Mike Tyson was formidable in the ring, a sweaty, one-man wrecking crew whose iron fists pumped like twin jackhammers. But after claiming the heavyweight crown, his fearsome reputation outside the ring began to eclipse his fame as a fighter. His first wife accused him of emotional abuse on a tabloid TV show as he sat by her side, jaws tightly set. Their acrimonious divorce played out in public. A few years later he was convicted of rape and imprisoned for three years. And that only seemed to make him angrier.
Documentary director James Toback's remarkable film, simply called Tyson, allows one of America's most controversial athletes to speak his mind. Formally, Toback is in league with Errol Morris for creatively structuring his material. Old television footage of Tyson's fights, the colors faded to deep russet, is integrated into long-running interviews with the boxer, some of them split into triple screens. At moments Tyson's voice is a little off from screen to screen, as if capturing what the one-time champ calls "the makeup of the mind... the madness... the chaos of the brain." Unlike the recent plague of amateur documentarians who insert themselves into the story, Toback is neither seen nor heard. The focus is on the subject, his history and his own interpretation of its meaning.
In Tyson's remarkably articulate if feverish account, he was a sickly child who learned to fight in the streets of Brooklyn to survive. "I'm afraid of being physically humiliated again," he says in a wheezy voice, implying that the memory of being robbed at gunpoint in grade school is as indelible as the Maori warrior tattoos he commissioned for his face after his rape sentence. Lacking his father and surrounded by crime and poverty, he was in trouble with the law early and learned boxing in reform school. As a teenager the gruff but kindly impresario Cus D'Amato, a surrogate father who imposed a Zen-like discipline on the fighter, mentored him. Sadly, D'Amato died shortly before Tyson emerged as the rising star of professional boxing in the '80s.
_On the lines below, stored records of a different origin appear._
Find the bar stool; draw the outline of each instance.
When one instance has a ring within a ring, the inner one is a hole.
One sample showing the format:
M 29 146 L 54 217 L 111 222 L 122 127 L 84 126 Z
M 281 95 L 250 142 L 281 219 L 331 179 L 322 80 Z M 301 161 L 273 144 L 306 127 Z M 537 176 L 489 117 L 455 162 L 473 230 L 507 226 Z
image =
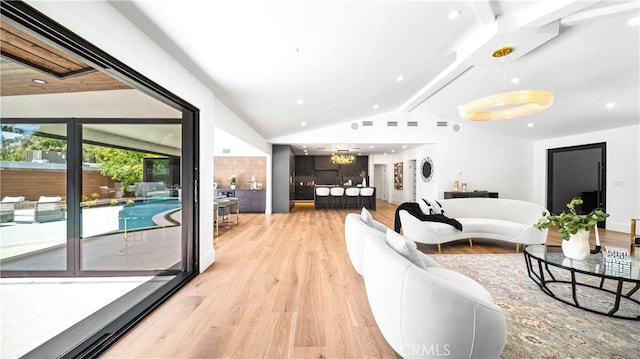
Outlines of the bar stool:
M 213 224 L 215 224 L 215 226 L 216 226 L 216 231 L 214 232 L 216 236 L 219 233 L 219 231 L 218 231 L 218 225 L 219 225 L 218 210 L 219 210 L 218 204 L 214 200 L 213 201 Z
M 374 203 L 373 201 L 375 201 L 375 199 L 373 198 L 373 187 L 364 187 L 364 188 L 360 188 L 360 201 L 362 203 L 362 206 L 366 207 L 364 205 L 364 199 L 368 197 L 369 198 L 369 204 L 371 205 L 371 209 L 374 208 Z
M 320 207 L 320 198 L 324 197 L 325 201 L 327 201 L 326 205 L 329 208 L 329 195 L 331 194 L 331 190 L 329 187 L 316 187 L 316 200 L 315 207 Z
M 227 197 L 229 200 L 229 222 L 231 222 L 231 215 L 236 215 L 236 224 L 240 223 L 240 201 L 237 197 Z
M 344 198 L 344 187 L 331 187 L 329 195 L 331 198 L 331 208 L 333 208 L 333 202 L 336 198 L 340 198 L 340 208 L 344 208 L 344 201 L 342 200 L 342 198 Z
M 360 189 L 356 187 L 349 187 L 344 191 L 347 196 L 346 207 L 349 208 L 349 201 L 353 198 L 356 201 L 356 208 L 360 207 Z
M 228 227 L 227 219 L 231 217 L 231 202 L 228 199 L 216 199 L 215 203 L 218 204 L 218 221 L 222 220 L 223 224 Z M 226 218 L 226 219 L 225 219 Z M 229 220 L 230 222 L 230 220 Z

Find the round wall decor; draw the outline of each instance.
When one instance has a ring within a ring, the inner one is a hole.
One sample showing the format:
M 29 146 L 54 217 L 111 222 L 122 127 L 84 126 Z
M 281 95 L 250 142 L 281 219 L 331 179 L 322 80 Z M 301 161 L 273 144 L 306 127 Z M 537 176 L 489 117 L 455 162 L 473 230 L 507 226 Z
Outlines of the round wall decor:
M 431 157 L 425 157 L 422 160 L 422 164 L 420 165 L 420 174 L 422 175 L 423 181 L 431 181 L 431 178 L 433 177 L 433 161 L 431 161 Z

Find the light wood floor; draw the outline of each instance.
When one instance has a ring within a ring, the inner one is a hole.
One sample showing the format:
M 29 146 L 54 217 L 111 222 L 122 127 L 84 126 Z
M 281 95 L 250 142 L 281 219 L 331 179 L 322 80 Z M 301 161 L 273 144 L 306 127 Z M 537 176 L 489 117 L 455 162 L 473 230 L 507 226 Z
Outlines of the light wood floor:
M 393 228 L 395 205 L 375 219 Z M 216 262 L 112 346 L 104 358 L 397 358 L 369 311 L 344 245 L 347 210 L 297 204 L 243 214 L 215 238 Z M 628 235 L 601 231 L 603 245 Z M 560 243 L 551 233 L 549 244 Z M 443 253 L 514 253 L 479 239 Z M 436 247 L 421 245 L 425 253 Z

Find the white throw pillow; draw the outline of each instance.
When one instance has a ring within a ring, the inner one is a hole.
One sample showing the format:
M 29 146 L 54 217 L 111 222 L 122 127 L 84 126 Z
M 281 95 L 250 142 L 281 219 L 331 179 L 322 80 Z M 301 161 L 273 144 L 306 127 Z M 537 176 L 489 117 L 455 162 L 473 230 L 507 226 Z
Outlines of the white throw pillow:
M 444 211 L 442 210 L 442 206 L 435 199 L 423 198 L 422 200 L 418 201 L 418 205 L 420 206 L 420 210 L 422 211 L 422 213 L 426 214 L 427 216 L 444 213 Z
M 373 227 L 373 216 L 364 207 L 362 207 L 362 212 L 360 212 L 360 220 L 366 223 L 369 227 Z
M 406 239 L 403 235 L 396 233 L 391 228 L 387 229 L 386 242 L 389 247 L 393 248 L 394 251 L 415 264 L 418 268 L 427 269 L 427 265 L 422 260 L 420 252 L 418 252 L 416 242 Z
M 22 202 L 22 201 L 24 201 L 24 196 L 19 196 L 19 197 L 6 196 L 2 199 L 2 203 L 16 203 L 16 202 Z
M 60 196 L 56 196 L 56 197 L 47 197 L 47 196 L 40 196 L 40 198 L 38 199 L 38 202 L 42 203 L 42 202 L 60 202 L 62 200 L 62 198 Z

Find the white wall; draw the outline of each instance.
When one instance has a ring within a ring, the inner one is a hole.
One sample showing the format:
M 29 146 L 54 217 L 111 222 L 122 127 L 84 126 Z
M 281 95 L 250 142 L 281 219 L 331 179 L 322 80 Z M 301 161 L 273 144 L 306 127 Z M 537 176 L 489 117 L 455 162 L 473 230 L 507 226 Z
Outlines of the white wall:
M 197 107 L 200 110 L 200 183 L 213 183 L 211 139 L 217 125 L 216 114 L 225 111 L 218 108 L 222 104 L 209 88 L 107 2 L 29 0 L 27 3 Z M 221 122 L 219 126 L 228 132 L 246 133 L 246 142 L 265 152 L 268 149 L 266 141 L 239 119 Z M 200 271 L 215 260 L 213 195 L 212 185 L 200 186 Z
M 420 164 L 422 163 L 422 159 L 425 157 L 431 157 L 433 161 L 434 167 L 434 176 L 433 179 L 429 182 L 422 181 L 422 177 L 420 176 Z M 396 154 L 387 154 L 387 155 L 374 155 L 371 156 L 373 159 L 373 165 L 376 164 L 386 164 L 387 165 L 387 183 L 389 184 L 389 188 L 387 188 L 387 193 L 389 193 L 389 202 L 400 204 L 403 202 L 413 202 L 413 191 L 411 189 L 413 178 L 411 178 L 411 174 L 413 173 L 409 169 L 409 162 L 411 160 L 416 161 L 416 166 L 418 167 L 417 172 L 417 181 L 416 181 L 416 196 L 417 198 L 442 198 L 442 195 L 438 196 L 438 154 L 437 154 L 437 145 L 435 144 L 426 144 L 419 147 L 412 148 L 410 150 L 402 151 Z M 403 163 L 403 189 L 396 190 L 394 189 L 394 164 L 402 162 Z M 375 185 L 375 183 L 374 183 Z M 377 187 L 377 186 L 376 186 Z M 385 189 L 376 189 L 377 191 L 384 191 Z
M 546 204 L 548 149 L 598 142 L 607 143 L 607 229 L 629 233 L 631 218 L 640 218 L 640 125 L 535 142 L 535 201 Z

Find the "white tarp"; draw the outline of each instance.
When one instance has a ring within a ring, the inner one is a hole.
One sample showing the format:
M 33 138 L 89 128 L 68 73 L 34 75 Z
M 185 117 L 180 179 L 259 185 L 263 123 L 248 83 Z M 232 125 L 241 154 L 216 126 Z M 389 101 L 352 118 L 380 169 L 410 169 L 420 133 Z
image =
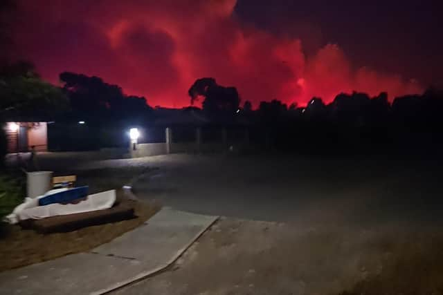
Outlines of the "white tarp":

Perhaps, Tyson indicates, D'Amato's guiding influence might have curbed some of his anger, channeling it against the jaws of his competitors. The boxer readily admits to murderous instincts.
The one legitimate criticism of Toback could be that the director doesn't weigh Tyson's words against outside sources. The boxer accuses his showboat ex-manager, Don King, of robbing him blind, but no rebuttal is given. He calls the person who accused him of rape as "that wretched swine of a woman," denying the charges, but Toback never alludes to the evidence that convicted him. In the end it doesn't matter. The documentary is an artfully compelling look into the damaged life of its subject, not an exercise in news reporting. It presents Tyson's face to the world and allows the viewers to make of him what they will.